What to watch for: chain verification failures indicate tampering or corruption. Write latency increases indicate storage bottleneck. Storage approaching capacity requires expansion before it causes write failures.
Building Dashboards
Intended exposes all metrics through a Prometheus-compatible endpoint. You can scrape these metrics with Prometheus, Datadog, Grafana Cloud, or any metrics platform that supports the Prometheus exposition format.
We recommend three dashboards.
**Operational Dashboard.** This is the real-time view that the platform team monitors during business hours. It shows decision volume (time series), decision distribution (stacked bar), latency (percentile lines), and error rate (time series). The time window is the last 4 hours.
**Risk Dashboard.** This is the view for the security team. It shows risk score distribution (histogram), high-risk actions (table with details), escalation queue (current pending escalations), and top agents by risk score. The time window is the last 24 hours.
**Compliance Dashboard.** This is the view for the compliance team. It shows audit chain health (status indicator), evidence volume (decisions per day), policy coverage (percentage of domains with active policies), and escalation resolution statistics. The time window is the last 30 days.
Alert Configuration
Dashboards are for proactive monitoring. Alerts are for reactive response. Intended recommends the following alerts.
**Critical alerts** (page the on-call engineer):
- Authority Engine p99 latency exceeds 500 milliseconds for 5 minutes
- Audit chain verification failure
- Authority Engine error rate exceeds 1 percent for 5 minutes
- Token Service unavailable for 1 minute
**Warning alerts** (notify the team channel):
- Decision deny rate increases by more than 50 percent over the hourly baseline
- Escalation timeout rate exceeds 10 percent over 1 hour
- Median risk score increases by more than 20 percent over the daily baseline
- Agent behavior anomaly detected (any agent)
**Informational alerts** (daily digest):
- New agent enrolled
- Policy updated or deployed
- Domain pack updated
- Audit storage utilization above 70 percent
Anomaly Detection
Static thresholds work for most alerts, but some signals require anomaly detection: identifying when a metric deviates from its expected pattern without knowing in advance what the threshold should be.

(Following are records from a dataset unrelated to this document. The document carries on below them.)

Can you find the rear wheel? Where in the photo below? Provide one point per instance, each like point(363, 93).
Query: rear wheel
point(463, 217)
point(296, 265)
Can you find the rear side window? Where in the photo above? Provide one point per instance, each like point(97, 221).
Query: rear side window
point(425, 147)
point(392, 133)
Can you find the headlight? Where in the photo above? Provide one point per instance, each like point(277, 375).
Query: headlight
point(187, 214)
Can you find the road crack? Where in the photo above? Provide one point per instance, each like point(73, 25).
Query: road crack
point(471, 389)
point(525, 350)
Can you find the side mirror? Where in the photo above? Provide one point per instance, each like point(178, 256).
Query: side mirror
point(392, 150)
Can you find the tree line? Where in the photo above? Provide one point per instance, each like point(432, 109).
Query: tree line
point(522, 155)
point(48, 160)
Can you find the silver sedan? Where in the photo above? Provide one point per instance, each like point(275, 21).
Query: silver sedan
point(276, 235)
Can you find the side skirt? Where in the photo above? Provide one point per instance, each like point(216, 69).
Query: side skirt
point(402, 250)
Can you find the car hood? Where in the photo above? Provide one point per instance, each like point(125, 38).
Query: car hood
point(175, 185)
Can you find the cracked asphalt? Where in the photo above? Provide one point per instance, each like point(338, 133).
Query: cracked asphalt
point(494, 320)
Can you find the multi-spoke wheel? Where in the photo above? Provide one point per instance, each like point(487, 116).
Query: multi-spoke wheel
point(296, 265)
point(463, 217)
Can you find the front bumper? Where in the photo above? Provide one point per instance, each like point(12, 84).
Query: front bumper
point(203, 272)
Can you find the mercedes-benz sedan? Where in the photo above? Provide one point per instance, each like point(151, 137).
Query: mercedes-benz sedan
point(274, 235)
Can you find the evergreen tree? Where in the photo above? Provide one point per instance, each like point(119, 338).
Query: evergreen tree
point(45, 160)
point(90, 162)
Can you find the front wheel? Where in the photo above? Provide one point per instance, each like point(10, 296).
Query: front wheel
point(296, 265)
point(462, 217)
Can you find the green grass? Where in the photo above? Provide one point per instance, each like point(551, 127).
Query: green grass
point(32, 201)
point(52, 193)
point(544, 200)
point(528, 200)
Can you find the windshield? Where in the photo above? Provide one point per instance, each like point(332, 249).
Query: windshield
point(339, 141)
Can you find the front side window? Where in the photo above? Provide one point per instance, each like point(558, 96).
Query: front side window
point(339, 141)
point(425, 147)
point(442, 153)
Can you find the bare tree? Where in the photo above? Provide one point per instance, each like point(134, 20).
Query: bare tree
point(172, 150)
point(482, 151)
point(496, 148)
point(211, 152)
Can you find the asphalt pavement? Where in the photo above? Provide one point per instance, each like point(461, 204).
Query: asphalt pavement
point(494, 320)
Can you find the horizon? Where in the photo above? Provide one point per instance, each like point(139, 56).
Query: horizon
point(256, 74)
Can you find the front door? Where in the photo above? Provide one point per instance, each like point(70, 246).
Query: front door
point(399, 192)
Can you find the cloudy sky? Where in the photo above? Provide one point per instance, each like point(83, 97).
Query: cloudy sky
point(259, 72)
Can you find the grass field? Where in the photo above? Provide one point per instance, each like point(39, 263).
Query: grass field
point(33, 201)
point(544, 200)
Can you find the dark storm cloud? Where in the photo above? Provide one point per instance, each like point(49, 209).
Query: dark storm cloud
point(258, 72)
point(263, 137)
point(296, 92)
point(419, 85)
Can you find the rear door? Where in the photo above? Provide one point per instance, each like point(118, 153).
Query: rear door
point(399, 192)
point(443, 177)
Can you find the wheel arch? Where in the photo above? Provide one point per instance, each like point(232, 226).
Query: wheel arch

Intended includes built-in anomaly detection for three signals. Agent behavioral anomalies compare each agent's recent behavior to its historical baseline using statistical deviation analysis. A sudden change in action types, action volume, or domain distribution triggers an anomaly alert.
Risk score trend anomalies track the moving average of risk scores per domain and flag when the trend shifts significantly. This catches gradual drift that a static threshold would miss.
Escalation pattern anomalies track escalation rates per agent and per domain and flag unusual patterns. If an agent that never triggers escalations suddenly starts triggering them frequently, that is an anomaly worth investigating.
The Monitoring Flywheel
Good monitoring creates a flywheel. You detect a pattern in the metrics. You investigate and find a policy gap or an agent misconfiguration. You fix the issue and update the policies. You verify the fix in the metrics. Each cycle makes your governance more robust.
Without monitoring, issues accumulate silently. With monitoring, every issue is visible, investigable, and fixable. The governance system improves continuously because you can see what it is doing.
The organizations that get the most value from Intended are the ones that treat governance metrics with the same rigor as their production application metrics. They have dashboards on screens. They have alerts routed to on-call rotations. They review governance metrics in weekly operations meetings.
Governance is not a set-and-forget configuration. It is a living system that needs observation, tuning, and continuous improvement. Real-time monitoring makes that possible.